To The First Guy I Ever Loved,
I loved you, as much as I could have. I was naive, I was stupid, I didn't know any better. Emotionally, I wasn't ready for what you would do to me and I hurt every day because of it. I can't trust my husband, though the man has never raised his voice to me a single time and wouldn't dream of raising his hand to me. The way you did. I'm sorry you felt the need to make yourself feel better by violating me. Repeatedly. I wasn't ready. I didn't know what I was doing that first time. I felt more stupid and ashamed when I found out about your friend in the next room and what he was doing to the sounds of my soul being torn for the first time. I have regretted it every day of my life for the past 12 years. My heart was violated, my body was broken, my eyes teared up and my soul cried out. You never stopped. You never cared to love me back. How many other girls did you sleep with while you were raping me? How many other broken bodies and violated hearts did you leave in your wake? When I cried, you yelled louder. You made impossible rules and expected me to follow them exactly as described. We were kids, but you treated me like a slave. You didn't know my soul was already fragile from molestations, sexual harassment and abandonment. Or maybe you did? Maybe you played it to your advantage? I don't know. I wish I could say I don't care, but I can't lie.

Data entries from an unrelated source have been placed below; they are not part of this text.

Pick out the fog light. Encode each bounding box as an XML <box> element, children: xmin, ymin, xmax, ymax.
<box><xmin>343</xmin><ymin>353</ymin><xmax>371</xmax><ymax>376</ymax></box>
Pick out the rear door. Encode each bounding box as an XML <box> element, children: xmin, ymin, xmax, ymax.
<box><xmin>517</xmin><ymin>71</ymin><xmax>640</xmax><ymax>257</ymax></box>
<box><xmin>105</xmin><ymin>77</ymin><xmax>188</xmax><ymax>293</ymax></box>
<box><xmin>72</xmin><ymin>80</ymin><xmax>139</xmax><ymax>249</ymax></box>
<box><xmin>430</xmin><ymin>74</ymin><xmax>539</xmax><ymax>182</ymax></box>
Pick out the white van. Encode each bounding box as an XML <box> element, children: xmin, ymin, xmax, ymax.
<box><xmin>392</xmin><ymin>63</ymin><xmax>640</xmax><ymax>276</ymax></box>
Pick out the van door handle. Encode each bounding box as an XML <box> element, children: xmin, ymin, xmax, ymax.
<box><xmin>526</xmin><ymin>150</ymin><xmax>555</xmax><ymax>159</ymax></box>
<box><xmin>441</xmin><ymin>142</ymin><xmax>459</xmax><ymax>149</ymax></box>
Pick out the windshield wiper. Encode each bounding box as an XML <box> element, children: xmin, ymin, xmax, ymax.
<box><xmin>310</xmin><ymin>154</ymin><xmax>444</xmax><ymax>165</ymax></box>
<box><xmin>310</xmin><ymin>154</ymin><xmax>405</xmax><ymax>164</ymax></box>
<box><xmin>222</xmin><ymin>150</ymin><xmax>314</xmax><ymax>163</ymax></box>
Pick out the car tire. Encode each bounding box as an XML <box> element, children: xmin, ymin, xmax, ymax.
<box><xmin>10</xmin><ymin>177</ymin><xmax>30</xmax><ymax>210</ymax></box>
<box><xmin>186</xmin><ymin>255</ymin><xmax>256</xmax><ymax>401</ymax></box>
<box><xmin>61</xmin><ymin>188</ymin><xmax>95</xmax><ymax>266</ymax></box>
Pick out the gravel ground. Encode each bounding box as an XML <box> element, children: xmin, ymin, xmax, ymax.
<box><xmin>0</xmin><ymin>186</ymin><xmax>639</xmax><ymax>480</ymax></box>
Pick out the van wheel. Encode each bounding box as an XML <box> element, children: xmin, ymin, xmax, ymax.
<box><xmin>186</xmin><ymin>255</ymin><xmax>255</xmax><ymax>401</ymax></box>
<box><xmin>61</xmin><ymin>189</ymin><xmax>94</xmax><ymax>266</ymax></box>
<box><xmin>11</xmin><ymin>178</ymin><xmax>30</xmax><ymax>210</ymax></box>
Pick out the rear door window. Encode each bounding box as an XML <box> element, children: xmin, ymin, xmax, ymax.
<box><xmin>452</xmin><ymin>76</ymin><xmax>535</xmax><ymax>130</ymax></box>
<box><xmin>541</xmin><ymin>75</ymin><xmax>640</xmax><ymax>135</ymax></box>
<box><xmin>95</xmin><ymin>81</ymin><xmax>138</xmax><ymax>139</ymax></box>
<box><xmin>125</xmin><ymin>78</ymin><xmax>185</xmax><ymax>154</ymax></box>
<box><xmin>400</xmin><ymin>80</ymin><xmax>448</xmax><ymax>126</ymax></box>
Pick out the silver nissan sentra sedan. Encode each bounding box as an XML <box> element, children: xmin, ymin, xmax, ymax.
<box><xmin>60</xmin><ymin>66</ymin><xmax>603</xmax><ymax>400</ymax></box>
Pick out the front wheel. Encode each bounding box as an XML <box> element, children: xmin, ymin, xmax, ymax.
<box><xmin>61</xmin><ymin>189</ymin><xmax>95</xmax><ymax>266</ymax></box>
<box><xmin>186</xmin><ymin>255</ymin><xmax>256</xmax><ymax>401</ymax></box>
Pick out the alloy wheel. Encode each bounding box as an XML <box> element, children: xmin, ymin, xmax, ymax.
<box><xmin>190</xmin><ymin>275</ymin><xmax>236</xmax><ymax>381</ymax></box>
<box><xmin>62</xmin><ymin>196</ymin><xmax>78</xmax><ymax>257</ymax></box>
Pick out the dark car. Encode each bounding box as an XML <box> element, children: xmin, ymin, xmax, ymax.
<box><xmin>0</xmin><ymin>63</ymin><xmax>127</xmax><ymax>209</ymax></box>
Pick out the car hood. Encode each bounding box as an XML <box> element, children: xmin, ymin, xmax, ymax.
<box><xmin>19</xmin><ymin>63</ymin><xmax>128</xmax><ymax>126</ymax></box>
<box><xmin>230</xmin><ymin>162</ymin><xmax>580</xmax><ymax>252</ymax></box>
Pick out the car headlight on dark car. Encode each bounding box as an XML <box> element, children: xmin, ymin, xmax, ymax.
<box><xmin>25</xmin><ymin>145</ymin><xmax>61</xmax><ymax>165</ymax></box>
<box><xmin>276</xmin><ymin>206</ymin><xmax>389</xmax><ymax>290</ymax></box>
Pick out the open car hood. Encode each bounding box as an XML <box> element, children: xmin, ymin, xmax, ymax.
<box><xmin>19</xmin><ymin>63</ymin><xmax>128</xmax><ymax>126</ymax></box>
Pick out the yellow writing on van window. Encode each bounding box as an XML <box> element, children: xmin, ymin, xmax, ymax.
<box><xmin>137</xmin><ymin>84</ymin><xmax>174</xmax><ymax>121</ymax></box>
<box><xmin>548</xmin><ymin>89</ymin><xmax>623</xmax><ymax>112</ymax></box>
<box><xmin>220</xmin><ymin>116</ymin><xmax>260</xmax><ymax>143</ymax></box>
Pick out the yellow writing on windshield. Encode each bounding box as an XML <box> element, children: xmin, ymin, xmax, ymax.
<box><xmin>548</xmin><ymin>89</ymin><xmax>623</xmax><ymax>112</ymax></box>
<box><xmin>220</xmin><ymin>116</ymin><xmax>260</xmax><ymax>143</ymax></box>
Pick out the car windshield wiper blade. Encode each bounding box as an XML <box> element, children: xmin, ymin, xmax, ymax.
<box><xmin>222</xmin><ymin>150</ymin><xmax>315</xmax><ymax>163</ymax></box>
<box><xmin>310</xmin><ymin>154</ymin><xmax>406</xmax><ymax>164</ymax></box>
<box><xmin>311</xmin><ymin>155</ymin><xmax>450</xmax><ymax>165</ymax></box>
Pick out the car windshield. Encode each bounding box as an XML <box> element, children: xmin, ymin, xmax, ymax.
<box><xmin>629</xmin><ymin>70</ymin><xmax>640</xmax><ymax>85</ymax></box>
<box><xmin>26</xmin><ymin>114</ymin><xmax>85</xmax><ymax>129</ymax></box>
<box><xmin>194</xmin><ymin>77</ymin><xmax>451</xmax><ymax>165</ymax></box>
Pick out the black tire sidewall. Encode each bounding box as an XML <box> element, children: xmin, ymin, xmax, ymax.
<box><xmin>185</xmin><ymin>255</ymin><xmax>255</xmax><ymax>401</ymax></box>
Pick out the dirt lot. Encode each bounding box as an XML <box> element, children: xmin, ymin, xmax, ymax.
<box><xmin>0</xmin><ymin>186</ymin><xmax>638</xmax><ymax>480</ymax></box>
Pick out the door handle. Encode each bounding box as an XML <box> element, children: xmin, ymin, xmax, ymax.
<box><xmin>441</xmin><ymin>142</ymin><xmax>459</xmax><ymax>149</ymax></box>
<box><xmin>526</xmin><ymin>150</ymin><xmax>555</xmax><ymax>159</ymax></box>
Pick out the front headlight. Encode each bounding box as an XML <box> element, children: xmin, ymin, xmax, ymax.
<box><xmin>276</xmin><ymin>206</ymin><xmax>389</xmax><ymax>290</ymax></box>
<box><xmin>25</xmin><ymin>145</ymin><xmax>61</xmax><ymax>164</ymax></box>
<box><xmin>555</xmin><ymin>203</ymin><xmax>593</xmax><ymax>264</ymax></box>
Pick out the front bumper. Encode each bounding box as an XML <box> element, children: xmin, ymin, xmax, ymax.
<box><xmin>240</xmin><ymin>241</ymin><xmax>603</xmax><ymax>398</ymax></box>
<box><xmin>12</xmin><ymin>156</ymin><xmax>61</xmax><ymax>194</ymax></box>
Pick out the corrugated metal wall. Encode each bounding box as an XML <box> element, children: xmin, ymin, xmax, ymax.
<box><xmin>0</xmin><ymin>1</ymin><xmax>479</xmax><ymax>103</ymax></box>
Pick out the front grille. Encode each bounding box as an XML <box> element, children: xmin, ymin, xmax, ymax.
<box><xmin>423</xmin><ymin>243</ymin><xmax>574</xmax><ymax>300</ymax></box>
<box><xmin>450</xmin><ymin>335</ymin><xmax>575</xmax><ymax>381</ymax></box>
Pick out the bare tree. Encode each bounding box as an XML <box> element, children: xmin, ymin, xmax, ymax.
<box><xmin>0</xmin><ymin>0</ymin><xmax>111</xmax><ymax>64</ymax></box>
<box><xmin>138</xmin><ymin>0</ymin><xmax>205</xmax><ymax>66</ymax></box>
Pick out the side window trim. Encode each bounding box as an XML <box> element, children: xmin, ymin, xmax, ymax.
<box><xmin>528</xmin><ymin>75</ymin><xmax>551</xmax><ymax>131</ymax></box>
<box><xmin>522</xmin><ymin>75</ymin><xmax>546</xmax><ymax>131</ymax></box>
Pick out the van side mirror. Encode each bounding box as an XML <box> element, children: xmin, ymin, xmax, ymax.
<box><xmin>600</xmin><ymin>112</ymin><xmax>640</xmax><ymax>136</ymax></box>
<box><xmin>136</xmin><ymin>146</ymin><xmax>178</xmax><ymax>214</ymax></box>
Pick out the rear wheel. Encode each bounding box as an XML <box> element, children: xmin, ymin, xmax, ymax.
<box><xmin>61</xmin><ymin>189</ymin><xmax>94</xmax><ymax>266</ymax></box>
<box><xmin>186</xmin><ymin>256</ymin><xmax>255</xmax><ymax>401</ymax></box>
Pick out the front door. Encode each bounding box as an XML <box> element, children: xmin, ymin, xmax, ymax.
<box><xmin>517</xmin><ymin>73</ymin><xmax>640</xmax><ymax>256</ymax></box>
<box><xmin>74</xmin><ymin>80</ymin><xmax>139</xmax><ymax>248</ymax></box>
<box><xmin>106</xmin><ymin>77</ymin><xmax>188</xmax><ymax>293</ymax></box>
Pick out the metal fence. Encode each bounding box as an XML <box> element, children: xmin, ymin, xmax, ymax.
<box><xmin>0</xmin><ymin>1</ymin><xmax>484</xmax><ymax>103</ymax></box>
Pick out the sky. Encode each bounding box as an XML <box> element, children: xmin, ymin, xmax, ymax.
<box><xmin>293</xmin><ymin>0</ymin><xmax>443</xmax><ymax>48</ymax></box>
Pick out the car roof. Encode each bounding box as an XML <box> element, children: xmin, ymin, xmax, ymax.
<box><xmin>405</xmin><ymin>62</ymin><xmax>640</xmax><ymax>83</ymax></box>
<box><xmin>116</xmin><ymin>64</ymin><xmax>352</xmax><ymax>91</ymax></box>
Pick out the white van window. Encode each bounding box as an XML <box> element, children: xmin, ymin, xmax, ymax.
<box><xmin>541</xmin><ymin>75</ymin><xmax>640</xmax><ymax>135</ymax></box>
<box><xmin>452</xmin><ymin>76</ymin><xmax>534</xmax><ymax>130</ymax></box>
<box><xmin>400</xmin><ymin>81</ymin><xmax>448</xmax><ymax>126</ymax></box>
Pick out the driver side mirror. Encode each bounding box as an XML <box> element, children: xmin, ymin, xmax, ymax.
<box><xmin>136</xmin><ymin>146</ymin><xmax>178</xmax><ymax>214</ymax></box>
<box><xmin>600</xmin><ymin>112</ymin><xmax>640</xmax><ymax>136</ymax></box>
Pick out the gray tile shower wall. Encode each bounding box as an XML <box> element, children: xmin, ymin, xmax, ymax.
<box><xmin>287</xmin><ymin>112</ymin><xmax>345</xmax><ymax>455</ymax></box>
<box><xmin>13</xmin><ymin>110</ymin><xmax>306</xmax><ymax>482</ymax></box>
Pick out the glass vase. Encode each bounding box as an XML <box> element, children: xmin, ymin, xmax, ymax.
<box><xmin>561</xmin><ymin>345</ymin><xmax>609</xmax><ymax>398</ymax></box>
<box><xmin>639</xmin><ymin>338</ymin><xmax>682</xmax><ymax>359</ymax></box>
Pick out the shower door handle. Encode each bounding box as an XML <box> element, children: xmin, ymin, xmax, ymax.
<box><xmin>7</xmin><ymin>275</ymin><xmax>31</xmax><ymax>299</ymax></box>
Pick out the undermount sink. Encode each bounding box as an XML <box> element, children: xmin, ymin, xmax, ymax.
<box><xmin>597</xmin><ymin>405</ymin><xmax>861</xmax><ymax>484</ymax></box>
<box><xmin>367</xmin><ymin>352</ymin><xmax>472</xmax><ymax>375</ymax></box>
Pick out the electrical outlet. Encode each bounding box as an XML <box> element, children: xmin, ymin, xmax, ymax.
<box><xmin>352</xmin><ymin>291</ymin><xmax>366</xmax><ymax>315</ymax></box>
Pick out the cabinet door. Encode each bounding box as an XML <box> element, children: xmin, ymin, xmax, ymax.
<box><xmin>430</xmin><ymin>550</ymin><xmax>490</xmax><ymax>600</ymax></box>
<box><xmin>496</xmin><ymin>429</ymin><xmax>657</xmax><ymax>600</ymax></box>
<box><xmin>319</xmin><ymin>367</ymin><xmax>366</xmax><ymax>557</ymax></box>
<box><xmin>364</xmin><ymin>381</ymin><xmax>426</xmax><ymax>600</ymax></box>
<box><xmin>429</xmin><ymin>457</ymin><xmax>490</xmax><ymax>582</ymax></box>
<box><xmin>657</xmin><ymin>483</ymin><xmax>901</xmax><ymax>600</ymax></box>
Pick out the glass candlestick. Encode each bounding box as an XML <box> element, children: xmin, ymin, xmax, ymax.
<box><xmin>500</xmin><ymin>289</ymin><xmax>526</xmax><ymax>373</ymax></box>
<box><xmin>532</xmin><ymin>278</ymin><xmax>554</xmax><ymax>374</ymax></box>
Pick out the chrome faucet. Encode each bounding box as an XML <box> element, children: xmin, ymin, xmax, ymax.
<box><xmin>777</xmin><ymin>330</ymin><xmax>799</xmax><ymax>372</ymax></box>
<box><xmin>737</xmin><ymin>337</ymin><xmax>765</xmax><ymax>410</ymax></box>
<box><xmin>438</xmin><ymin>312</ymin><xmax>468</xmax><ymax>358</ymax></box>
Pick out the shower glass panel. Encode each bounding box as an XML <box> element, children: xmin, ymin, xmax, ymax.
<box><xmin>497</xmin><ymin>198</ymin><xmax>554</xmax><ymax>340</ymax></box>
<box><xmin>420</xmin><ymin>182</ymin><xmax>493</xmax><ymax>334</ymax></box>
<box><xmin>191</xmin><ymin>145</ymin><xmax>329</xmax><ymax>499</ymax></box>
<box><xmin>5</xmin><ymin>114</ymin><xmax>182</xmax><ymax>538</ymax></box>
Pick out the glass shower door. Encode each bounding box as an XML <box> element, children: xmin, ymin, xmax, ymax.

I loved you, as stupid as it was to do. I didn't know what I was doing. I was naive, and you played that to your advantage. It's your fault I lost my way when you finally left me for that slut. It's your fault that I was an alcoholic at the age of 17. It's your fault I bounced from one relationship to another without ever getting to know myself. It's your fault I can't truly trust my husband or have friends. You violated a part of my soul that I don't believe even God himself can fix. My husband is a real man and because of you, I can't be his real woman. I can't love myself because of you. I don't think I'm beautiful. I don't think I'm smart. I don't think I'm worth more than dirt. I feel guilty for wanting to have sex with my husband. I feel dirty for wanting to express my desires to him and with him and for him. It's your fault. You broke a piece of my soul and I don't know how to fix it.
I want to be a woman. I want to feel like a woman, not an object. I don't want to be embarrassed by sex with my husband. I don't want to fall apart because someone said something that brings memories of you flooding back uncontrollably. I don't want to think of you. I don't want your memory in my brain. I don't want your memory on my body. I don't want you in my dreams, in my mind, in my life. You shouldn't have this much power over me. I shouldn't still be blaming myself for what you did to me ten years ago! I shouldn't hate myself because you hated me. I don't want to hate myself anymore. I want to hate you! ! !! ! !! ! !! I want to hate you so much, but I can't. I blame myself too much to hate you.
I wish I could stop passively loving you. I'm sure that I still do on some level. We'll always be connected. You were my first love. You were the first person in my life who made me feel like both a diamond and scum. You were the first person to violate my heart, break my body, make me cry and shred my soul.
I'm 27 now. I don't want you to own me for another ten years.